Musk’s response and his public record on Epstein
After the emails were published, Musk called the release a distraction and said the messages were being misinterpreted. He argued that his critics were ignoring his later efforts to support the investigation of Epstein’s network and to call out others who had ties to the financier.
That posture has been a consistent part of Musk’s public identity. On X, the social media platform he acquired in 2022, he has repeatedly demanded the release of Epstein’s full client list and criticized public figures, including politicians and tech executives, for their associations with Epstein. He has framed himself as someone willing to say what others will not about the scope of Epstein’s operation.
The 2012 emails complicate that framing. Asking a convicted sex offender about the “wildest party” on his private island is not the language of someone exercising caution or moral clarity. It reads, at minimum, as someone who was comfortable enough with Epstein to speak casually about socializing at a location already associated with serious allegations of abuse.
The Musk-Hoffman feud, reignited
The email release also reopened a long-running dispute between Musk and LinkedIn co-founder Reid Hoffman. Hoffman had previously apologized for his own relationship with Epstein, acknowledging that he had visited the island and attended events with the financier. Musk had publicly criticized Hoffman for those ties, positioning himself as someone with cleaner hands.
The Wall Street Journal reported that the new documents shifted the dynamic. Hoffman responded in February 2026, pushing back on Musk’s attempts to claim moral high ground. Musk maintained that he never made the trips and that his single acknowledged visit to Epstein’s New York residence was brief and unremarkable.

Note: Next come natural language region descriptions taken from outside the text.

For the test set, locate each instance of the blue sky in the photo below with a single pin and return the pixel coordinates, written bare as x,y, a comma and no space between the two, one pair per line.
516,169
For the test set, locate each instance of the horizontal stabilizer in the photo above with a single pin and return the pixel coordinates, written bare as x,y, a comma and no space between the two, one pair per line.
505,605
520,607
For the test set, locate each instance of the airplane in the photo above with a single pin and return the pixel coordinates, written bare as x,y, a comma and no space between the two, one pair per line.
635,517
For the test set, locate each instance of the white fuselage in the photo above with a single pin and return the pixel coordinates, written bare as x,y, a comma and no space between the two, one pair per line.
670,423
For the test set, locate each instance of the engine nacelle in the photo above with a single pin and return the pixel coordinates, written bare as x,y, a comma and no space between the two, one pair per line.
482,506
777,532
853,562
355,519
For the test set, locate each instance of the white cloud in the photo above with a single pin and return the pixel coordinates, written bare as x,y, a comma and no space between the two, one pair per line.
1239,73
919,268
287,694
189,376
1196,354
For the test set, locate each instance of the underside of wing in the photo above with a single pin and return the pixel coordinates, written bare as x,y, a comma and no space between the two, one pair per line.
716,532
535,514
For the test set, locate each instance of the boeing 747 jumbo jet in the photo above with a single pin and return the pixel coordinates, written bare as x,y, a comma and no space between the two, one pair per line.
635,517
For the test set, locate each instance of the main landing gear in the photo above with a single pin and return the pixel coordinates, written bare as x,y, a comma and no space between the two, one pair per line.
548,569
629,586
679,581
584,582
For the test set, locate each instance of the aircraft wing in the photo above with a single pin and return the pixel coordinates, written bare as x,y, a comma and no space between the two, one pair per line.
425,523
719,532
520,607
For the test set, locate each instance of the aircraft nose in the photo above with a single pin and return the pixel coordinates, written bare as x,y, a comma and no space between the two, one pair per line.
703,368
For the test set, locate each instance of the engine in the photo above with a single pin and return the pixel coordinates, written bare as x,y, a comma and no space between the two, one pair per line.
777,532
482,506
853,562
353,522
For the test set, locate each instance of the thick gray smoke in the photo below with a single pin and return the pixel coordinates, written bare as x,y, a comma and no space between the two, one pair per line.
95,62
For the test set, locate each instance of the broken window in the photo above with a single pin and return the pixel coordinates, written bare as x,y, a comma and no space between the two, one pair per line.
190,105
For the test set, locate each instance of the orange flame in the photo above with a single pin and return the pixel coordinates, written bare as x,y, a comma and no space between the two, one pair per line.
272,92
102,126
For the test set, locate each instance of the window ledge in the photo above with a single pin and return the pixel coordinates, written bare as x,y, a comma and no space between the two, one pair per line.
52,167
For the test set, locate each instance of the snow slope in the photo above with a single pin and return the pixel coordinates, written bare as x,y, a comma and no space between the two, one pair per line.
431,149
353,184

The feud underscores a broader tension in Silicon Valley’s reckoning with Epstein. Multiple prominent tech figures appeared in his contacts, visited his properties, or accepted his offers to broker introductions. The question of who knew what, and when, remains unresolved for many of them. The DOJ’s ongoing document releases may continue to fill in those gaps.
What remains unanswered
Several key questions are still open. The released emails do not include Epstein’s full replies to Musk, leaving the other side of the conversation incomplete. There is no public record of Musk appearing in Epstein’s flight logs, but not all records from Epstein’s operations have been released. No law enforcement agency has publicly named Musk as a subject of investigation in connection with Epstein.
What the documents do establish is that in late 2012, one of the world’s most powerful technology executives actively sought an invitation to the private island of a man already convicted of a sex crime involving a minor. That fact, confirmed by federal records rather than rumor, is now part of the public record. How much weight it carries will depend on what the remaining files reveal.